Went into a nearby cathedral town, attended a meeting and walked around pedestrian malls in suddenly hot sunshine, early summer in Herefordshire. Sat in an isolated chapel of the cathedral weeping for my father, dying so far away. Coming back on the bus I wondered if I might be having some kind of emotional breakdown, giddiness and a storm of feelings within. The hedgerows alive with blackbirds and finches, the fields shimmering with heat. Such a wicked and sensuous time of year in the border countryside, wild roses blowing down from the branches of the rowans and hawthron, clusters of white elder along every lane.
And then I was ill, a blinding headache and temperature, vomiting and suffering one bout of diarrhoea after another. Unable to keep fluids down, my body flushed with heat in the cold night air. Opened windows, had mouthfuls of water, lay waiting for the gastric virus to pass.

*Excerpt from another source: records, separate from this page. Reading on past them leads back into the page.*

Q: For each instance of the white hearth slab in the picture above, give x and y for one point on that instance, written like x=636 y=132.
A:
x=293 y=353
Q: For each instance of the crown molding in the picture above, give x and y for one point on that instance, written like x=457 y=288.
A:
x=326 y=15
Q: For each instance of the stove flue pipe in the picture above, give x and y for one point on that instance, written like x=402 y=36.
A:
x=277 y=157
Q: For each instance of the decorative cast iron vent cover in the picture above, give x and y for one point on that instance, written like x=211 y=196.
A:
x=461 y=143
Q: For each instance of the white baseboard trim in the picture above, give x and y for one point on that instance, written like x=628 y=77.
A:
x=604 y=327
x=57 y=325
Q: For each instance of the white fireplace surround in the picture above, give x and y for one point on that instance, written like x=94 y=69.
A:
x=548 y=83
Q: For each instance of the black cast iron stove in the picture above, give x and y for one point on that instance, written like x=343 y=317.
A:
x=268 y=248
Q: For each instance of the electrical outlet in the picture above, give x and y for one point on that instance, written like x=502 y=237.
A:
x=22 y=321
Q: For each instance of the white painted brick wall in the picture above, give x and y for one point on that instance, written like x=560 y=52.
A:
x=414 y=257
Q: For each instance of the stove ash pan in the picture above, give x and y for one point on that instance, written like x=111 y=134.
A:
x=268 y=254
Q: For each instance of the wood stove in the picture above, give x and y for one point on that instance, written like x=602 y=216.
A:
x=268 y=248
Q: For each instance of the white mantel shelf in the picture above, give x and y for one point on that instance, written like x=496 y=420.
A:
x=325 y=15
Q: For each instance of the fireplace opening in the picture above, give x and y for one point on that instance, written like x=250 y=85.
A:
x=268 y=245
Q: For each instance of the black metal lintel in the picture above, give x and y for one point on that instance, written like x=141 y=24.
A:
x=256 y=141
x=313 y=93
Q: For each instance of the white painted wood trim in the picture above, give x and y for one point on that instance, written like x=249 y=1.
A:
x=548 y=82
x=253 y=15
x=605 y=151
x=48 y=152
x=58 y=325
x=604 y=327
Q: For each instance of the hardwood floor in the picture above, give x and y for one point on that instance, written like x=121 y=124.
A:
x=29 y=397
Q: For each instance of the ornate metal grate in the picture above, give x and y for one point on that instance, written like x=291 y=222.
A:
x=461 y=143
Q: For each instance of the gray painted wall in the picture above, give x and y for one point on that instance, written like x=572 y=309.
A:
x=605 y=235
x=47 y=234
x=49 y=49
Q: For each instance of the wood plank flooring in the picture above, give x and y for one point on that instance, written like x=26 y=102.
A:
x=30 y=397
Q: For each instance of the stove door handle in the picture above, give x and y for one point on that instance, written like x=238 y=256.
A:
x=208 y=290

And when it did I was purged, becalmed with not a feeling detectable. A blank. Not unlike the way I used to feel after a bout of drinking. Is there some need for this kind of purgative way? As if living with intensity and crises is too much for the psyche, that some kind of bloodletting is needed?
Watching a woodpecker in the garden and listening to him tapping away at netted peanuts. Staying in the moment and letting the future resolve itself.
Sounds to me like grief and yes it does need to be purged. Having been active when my father passed 10 years ago, I am just processing my grief for his loss now. And I am left with a gift.
My thoughts are with you, and thanks for sharing your story.